Contrairement à ce qu'il soutient, il n'est pas envisageable de remplir ses obligations de loyauté et de fidélité découlant de sa qualité de membre du conseil de fondation, tout en critiquant publiquement le projet qui, selon celle-ci, est au demeurant son plus important projet. Dans le courrier précité, le recourant a clairement indiqué qu'il n'envisageait pas d'interrompre ses prises de position critiques, « que ce soit en public ou devant un Tribunal », et qu'il voulait « agir librement, à l'extérieur de la fondation vis-à-vis du projet [...] des Vernets, dans le respect du but de la fondation ».

La critique publique du recourant à l'égard du plus important projet de réalisation de logements de la fondation constitue ainsi un juste motif allant à l'encontre des intérêts de celle-ci, au sens de l'art. 9 al. 1 des statuts. Le conseil de fondation pouvait donc prendre la mesure de suspension de ses fonctions internes, à savoir la révocation de l'intéressé de sa fonction de membre de la commission des travaux et la suspension de sa participation aux séances du conseil de fondation et son accès aux informations en tant que ceux-ci concernent le projet des Vernets.

En conclusion, il sera pris acte de ce que la décision du conseil de fondation du 7 décembre 2021 a été annulée et remplacée par celle du 3 mars 2021. Le recours sera partiellement admis en ce que la décision du 3 mars 2021 interdit au recourant « de s'exprimer publiquement pour s'opposer au projet des Vernets » et le somme de cesser toute contestation du projet tant qu'il est membre du conseil de fondation. Ces interdictions et sommations seront donc annulées. La révocation du recourant de la commission des travaux est valable. Il en est de même de la suspension de sa participation aux séances du conseil de fondation et de son accès aux informations en tant que celles-ci concernent le projet des Vernets, points que le recourant avait, au demeurant, lui-même proposés dans son courrier du 6 novembre 2020.

6) Compte tenu du présent arrêt, il n'y a pas lieu de se prononcer sur les mesures provisionnelles requises par l'intimée.

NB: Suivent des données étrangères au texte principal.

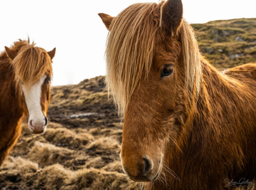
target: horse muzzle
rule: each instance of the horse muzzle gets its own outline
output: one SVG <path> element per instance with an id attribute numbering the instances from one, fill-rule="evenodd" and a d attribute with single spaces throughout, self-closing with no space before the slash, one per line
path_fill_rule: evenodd
<path id="1" fill-rule="evenodd" d="M 160 172 L 162 158 L 155 162 L 146 154 L 144 154 L 142 158 L 139 160 L 136 159 L 132 160 L 130 158 L 128 160 L 126 160 L 124 157 L 122 157 L 123 170 L 133 181 L 149 182 L 157 178 Z"/>
<path id="2" fill-rule="evenodd" d="M 45 131 L 48 123 L 48 119 L 46 117 L 42 118 L 32 118 L 28 120 L 28 128 L 32 133 L 41 133 Z"/>

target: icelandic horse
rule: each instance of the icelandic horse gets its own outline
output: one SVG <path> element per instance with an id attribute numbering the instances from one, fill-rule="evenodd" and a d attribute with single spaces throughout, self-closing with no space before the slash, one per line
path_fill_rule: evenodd
<path id="1" fill-rule="evenodd" d="M 0 166 L 20 136 L 23 116 L 32 133 L 46 129 L 55 50 L 20 40 L 0 54 Z"/>
<path id="2" fill-rule="evenodd" d="M 109 31 L 106 88 L 124 121 L 123 170 L 148 189 L 252 185 L 256 64 L 217 71 L 182 7 L 168 0 L 99 14 Z"/>

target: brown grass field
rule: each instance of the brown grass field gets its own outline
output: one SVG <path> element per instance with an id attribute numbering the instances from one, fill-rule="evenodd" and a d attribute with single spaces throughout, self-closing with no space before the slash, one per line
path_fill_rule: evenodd
<path id="1" fill-rule="evenodd" d="M 192 25 L 203 54 L 219 69 L 256 62 L 256 18 Z M 23 124 L 0 168 L 0 190 L 143 189 L 122 172 L 122 123 L 102 80 L 52 88 L 46 131 L 32 134 Z"/>

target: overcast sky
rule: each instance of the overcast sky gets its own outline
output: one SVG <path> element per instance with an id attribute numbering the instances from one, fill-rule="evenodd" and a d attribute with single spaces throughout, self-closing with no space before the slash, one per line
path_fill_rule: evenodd
<path id="1" fill-rule="evenodd" d="M 0 51 L 28 35 L 46 51 L 56 47 L 53 86 L 77 84 L 105 74 L 108 31 L 98 14 L 116 16 L 129 5 L 148 0 L 0 0 Z M 191 23 L 256 18 L 256 0 L 183 0 Z"/>

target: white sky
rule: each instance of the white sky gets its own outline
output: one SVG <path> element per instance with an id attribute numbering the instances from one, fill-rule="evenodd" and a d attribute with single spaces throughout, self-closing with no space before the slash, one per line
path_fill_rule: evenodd
<path id="1" fill-rule="evenodd" d="M 148 2 L 158 1 L 0 0 L 0 51 L 28 35 L 46 51 L 56 47 L 53 86 L 104 75 L 108 31 L 98 14 L 116 16 L 132 4 Z M 191 23 L 256 18 L 256 0 L 182 2 L 184 17 Z"/>

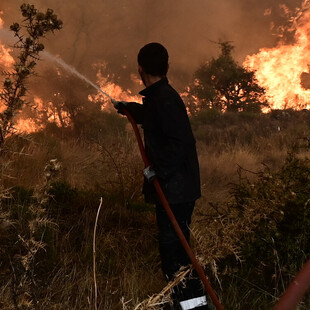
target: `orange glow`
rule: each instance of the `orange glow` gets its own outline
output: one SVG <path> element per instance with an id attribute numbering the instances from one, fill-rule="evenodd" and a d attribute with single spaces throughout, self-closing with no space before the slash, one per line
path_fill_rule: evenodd
<path id="1" fill-rule="evenodd" d="M 3 20 L 0 17 L 0 29 L 3 28 Z M 10 69 L 14 64 L 14 59 L 10 55 L 11 49 L 4 46 L 0 41 L 0 67 Z"/>
<path id="2" fill-rule="evenodd" d="M 284 8 L 282 8 L 284 10 Z M 310 6 L 304 2 L 303 13 L 293 20 L 295 43 L 279 43 L 247 56 L 243 65 L 256 71 L 260 86 L 272 109 L 310 108 Z M 287 15 L 287 8 L 284 13 Z M 308 79 L 302 83 L 301 77 Z M 309 86 L 305 86 L 308 84 Z"/>

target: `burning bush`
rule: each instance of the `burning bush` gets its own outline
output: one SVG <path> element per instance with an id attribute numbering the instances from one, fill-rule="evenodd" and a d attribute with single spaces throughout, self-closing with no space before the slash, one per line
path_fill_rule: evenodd
<path id="1" fill-rule="evenodd" d="M 191 112 L 201 109 L 261 111 L 267 106 L 265 90 L 257 84 L 254 72 L 238 65 L 229 42 L 219 43 L 221 54 L 200 66 L 189 87 Z"/>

7) Vu l'issue du litige, un émolument, réduit, de CHF 200.- sera mis à la charge du recourant (art. 87 a1. l LPA), qui se verra allouer une indemnité de procédure, réduite, de CHF 300.- (art. 87 al. 2 LPA).

 

* * * * *

PAR CES MOTIFS
LA CHAMBRE ADMINISTRATIVE

à la forme :

déclare recevable le recours interjeté le 22 janvier 2021 par Monsieur A______ contre la décision de la fondation de la ville de Genève pour le logement social du 7 décembre 2020 ;

au fond :

prend acte que la décision du 7 décembre 2020 a été annulée et remplacée par celle du 3 mars 2021 ;

admet partiellement le recours ;

annule la décision du 3 mars 2021 en tant qu'elle interdit à Monsieur A______ de s'exprimer publiquement pour s'opposer au projet des Vernets et le somme de cesser toute contestation de ce projet tant qu'il est membre du conseil de fondation ;

met un émolument de CHF 200.- à la charge de Monsieur A______ ;

alloue à Monsieur A______ une indemnité de procédure de CHF 300.-, à la charge de la fondation de la ville de Genève pour le logement social ;

dit que, conformément aux art. 82 ss de la loi fédérale sur le Tribunal fédéral du 17 juin 2005 (LTF - RS 173.110), le présent arrêt peut être porté dans les trente jours qui suivent sa notification par-devant le Tribunal fédéral, par la voie du recours en matière de droit public ; le mémoire de recours doit indiquer les conclusions, motifs et moyens de preuve et porter la signature du recourant ou de son mandataire ; il doit être adressé au Tribunal fédéral, 1000 Lausanne 14, par voie postale ou par voie électronique aux conditions de l'art. 42 LTF. Le présent arrêt et les pièces en possession du recourant, invoquées comme moyens de preuve, doivent être joints à l'envoi ;

communique le présent arrêt à Me Pierre-Yves Bosshard, avocat du recourant, ainsi qu'à Me Nicolas Wisard, avocat de l'intimée.

Siégeant : Mme Payot Zen-Ruffinen, présidente, Mme Krauskopf, M. Verniory, Mme Lauber, M. Mascotto, juges.

Au nom de la chambre administrative :

le greffier-juriste :

 

 

F. Scheffre

 

la présidente siégeant :

 

 

F. Payot Zen-Ruffinen

 

Copie conforme de cet arrêt a été communiquée aux parties.